Please Party Thank You: PPTY

Please Party Thank You: PPTY

by Scott Bullock

Please Party, Thank You was our first live show after our prototype Ultimate Viewing eXperience Featuring Holme. It opened after 7 months of re-tooling, planning, and hiring to become a Real Company with Plans for the Future. A fully-immersive bachelor party thrown by an out-of-touch computer for a confused Average Joe and long-suffering NY Jets fan, the development and deployment of PPTY was exhausting, nerve-wracking, and ultimately a great and satisfying success.

The recently-named Future Proof needed people, space, and a plan of action. Following a hiring-spree (including promotion of yours truly (Scott) from itinerant contractor to Full Time Employee) and the acquisition of a tattoo parlor in Bushwick, a plan was concocted spanning the next several months. After that plan was smashed and rebuilt a few times (pour one out for the Cheese Platter Jazz Seminars that could have been) what remained demanded the narrative begin with a gas station attendant and Jets-themed YouTube commentator named Bruce Warford to obtain a Cube full of LUX super-science that fell from the sky.

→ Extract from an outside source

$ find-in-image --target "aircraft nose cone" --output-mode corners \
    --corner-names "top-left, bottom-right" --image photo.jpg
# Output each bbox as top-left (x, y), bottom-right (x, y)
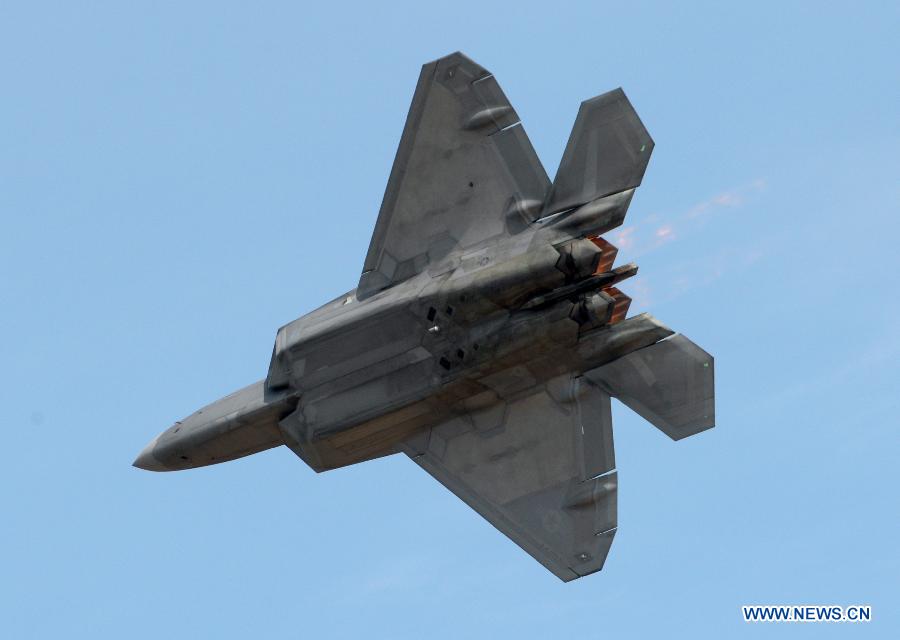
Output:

Suddenly Bruce became the center of a vortex of weird characters and LUX shenanigans. Private Detective Ace McGruff, Cypher Rage and Zag of the Buddy Resistance, Usher Randall of the 8th Row Group for Emotional Uplifting, and LUX alum Dr. Kiet Aksorpan all jockeyed for his attention and support, all demanding he give them the Cube, an object of great power and mystery whose mystery was only exceeded by its power.

Enter LUX, who decided that the best way to get Bruce’s support was to throw his bachelor party for him and invite all his friends. Conveniently, all of Bruce’s friends happened to be the people who bought tickets to the event.

We designed the event, basically, as a live-action video game complete with opening cut-scene, non-player characters, and quests that culminated in a narrative pivot-point: which faction would get the McGuffin? The answer was going to impact the rest of the year’s narrative, so we were even more interested in finding out than the audience was.

Leading up to the opening we were nervous. As individuals we had had experience with films, with theater, and with online content, all the parts that went into the 2017 UVX, but this was something we hadn’t really done: immersive nightlife gameplay. There was an undercurrent of worry over whether we could make this thing, whether anyone would like it, and if we were all insane for thinking we could do this.

Sleep was lost. Props were built. Coffee was brewed. Scripts were written, actors cast, and rehearsals held. VenueSearch18 nabbed us location in Long Island City. We had a single day to move our shit in, run a show, and move our shit out, which we (more or less) accomplished.

And people had a great time.

People learned to make their own tin foil hats and swore their allegiance to the Unperson Army from the inside of a beat up Buick. People colored over Giants memorabilia with green sharpies and learned how to properly cheer on the Jets. The audience met undercover Resistance members, made secret contact with IT, and watched movies with a computer cultist, all accompanied by an indoor beach, slot cars, a photo booth, drinks, and live music.

At the end of the night the 8th Row cult won out, aided by their representative (and fan-favorite character) Usher Bill and the LUX Cube found its way to their weirdly worshipful hands.

We came out the other side exhausted, but excited. People liked our thing. People came to our show, participated in our content, and left entertained. Further, phase 1 of our narrative for the year was complete, and the gears began to turn for the next event, coming only 2 months later.